Sending $u’$ to $V^{\ast}$ is possible because the simulator also takes the actions of $V^{\ast}$ as input. The final output conversation has distribution identical to the real protocol execution.

Overall, this modified protocol works for dishonest verifiers, at the cost of efficiency because of the increased soundness error. We have a security-efficiency tradeoff.

But in most cases, it is enough to assume honest verifiers, as we will see soon.

## Other Sigma Protocol Examples

### Okamoto’s Protocol

This one is similar to Schnorr protocol. This is used for proving the representation of a group element.

Let $G = \left\langle g \right\rangle$ be a cyclic group of prime order $q$, let $h \in G$ be some arbitrary group element, fixed as a system parameter. A **representation** of $u$ relative to $g$ and $h$ is a pair $(\alpha, \beta) \in \bb{Z}_q^2$ such that $g^\alpha h^\beta = u$.

**Okamoto’s protocol** for the relation

goes as follows.

- $P$ computes random $\alpha_t, \beta_t \la \bb{Z}_q$ and sends commitment $u_t \la g^{\alpha_t}h^{\beta_t}$ to $V$.
- $V$ computes challenge $c \la \mc{C}$ and sends it to $P$.
- $P$ computes $\alpha_z \la \alpha_t + \alpha c$, $\beta_z \la \beta_t + \beta c$ and sends $(\alpha_z, \beta_z)$ to $V$.
- $V$ outputs $\texttt{accept}$ if and only if $g^{\alpha_z} h^{\beta_z} = u_t \cdot u^c$.

Completeness is obvious.

Theorem. Okamoto’s protocol provides special soundness and is special HVZK.

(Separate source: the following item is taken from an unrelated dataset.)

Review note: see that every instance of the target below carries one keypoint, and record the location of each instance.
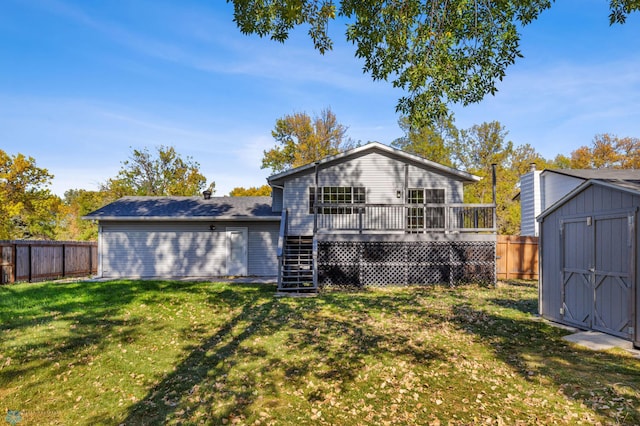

*Proof*. Very similar to the proof of Schnorr. Refer to Theorem 19.9.^{2}

### The Chaum-Pedersen Protocol for DH-Triples

The **Chaum-Pederson protocol** is for convincing a verifier that a given triple is a DH-triple.

Let $G = \left\langle g \right\rangle$ be a cyclic group of prime order $q$. $(g^\alpha, g^\beta, g^\gamma)$ is a DH-triple if $\gamma = \alpha\beta$. Then, the triple $(u, v, w)$ is a DH-triple if and only if $v = g^\beta$ and $w = u^\beta$ for some $\beta \in \bb{Z}_q$.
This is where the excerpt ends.